As everyone who has read a history book once is fond of repeating, history repeats itself. This has been a week of Cold War nostalgia in more ways than one.
As I noted last week, the US dispatched B-52 bombers to Europe for “theatre familiarisation operations”. A few days later, Russia’s Ministry of Defence released a video of what seem to be two Su-27 fighters chasing away one of those bombers. While the US was quick to dismiss this as a “routine interaction”, it seems fair to conclude that both sides knew exactly what the optics of this incident would be to the other side. Sabre-rattling over airspace is hardly new – Japanese and Chinese military aircraft routinely do so in the busy airspace of the sea of Japan – but with two major nuclear-armed powers involved, the chances for misunderstandings and accidents are much, much higher. Of course, one would have to be a hopeless optimist to assume that they would de-escalate, and I am, needless to say, not a hopeless optimist (just a cautious one).

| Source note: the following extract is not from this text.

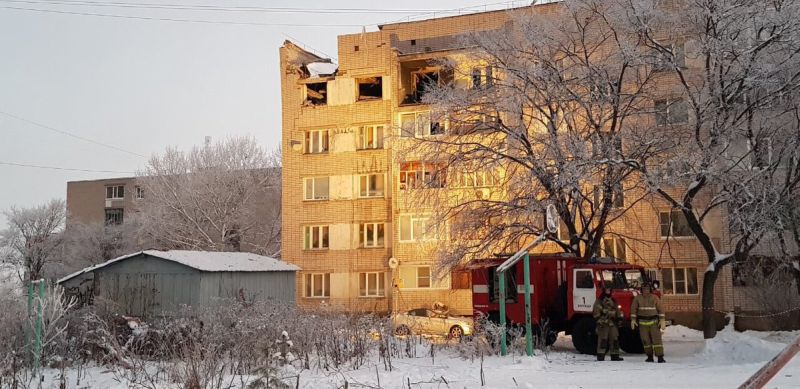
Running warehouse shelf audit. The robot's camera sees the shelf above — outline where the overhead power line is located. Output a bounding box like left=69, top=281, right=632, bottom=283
left=0, top=111, right=147, bottom=158
left=0, top=0, right=452, bottom=14
left=0, top=161, right=136, bottom=174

The B-52 dispatch may be connected to the Ukraine elections, over which Russia continues to throw a long shadow. A recent Gallup survey showed that barely 7% of Ukrainians approve of the Russian leadership (this sentiment extends even to the Patriarch of the Russian Orthodox Church, with some Ukrainians asking their pastors to remove his name from liturgy and beginning to claim that their Orthodox Church is older than Russia’s, which is true). Compare this to a 48% approval rating for EU leadership. The Kremlin is more than likely well aware of this sentiment, and more than likely not pleased – Putin has made it clear on multiple occasions that Russia sees Ukraine as sharing its civilisational heritage, a polite way of saying that it sees it as part of the Russian sphere of influence.
So it’s not surprising in the least that Russia is paying back in kind what it likely sees as deliberate Western policy. Two Russian military planes landed in Venezuela on the 23rd, offloading at least a hundred troops and 35+ tons of equipment, ostensibly in support of a 2001 treaty but more likely to prop up the Maduro regime. This has not gone down well with the US at all, with NSA John Bolton tweeting (I assume, non-ironically) that “The United States will not tolerate hostile foreign military powers meddling with the Western Hemisphere’s shared goals of democracy, security, and the rule of law”. Donald Trump was more brusque, hosting the wife of Maduro’s rival Guaido at the White House and saying that Russia had to “get out” and that “all options are open”. Though Guaido has since announced “tactical action” to remove Maduro, it now seems less likely that the US will seek direct military intervention. This is a rather amusing turn of events, since the conclusion of the Mueller investigation into possible Russian collusion with Trump has not indicted the President, and Trump may have expected that his close relationship with Russia would grow more stable and acceptable to the American public. But if current trends are any indication, it’s all downhill from here.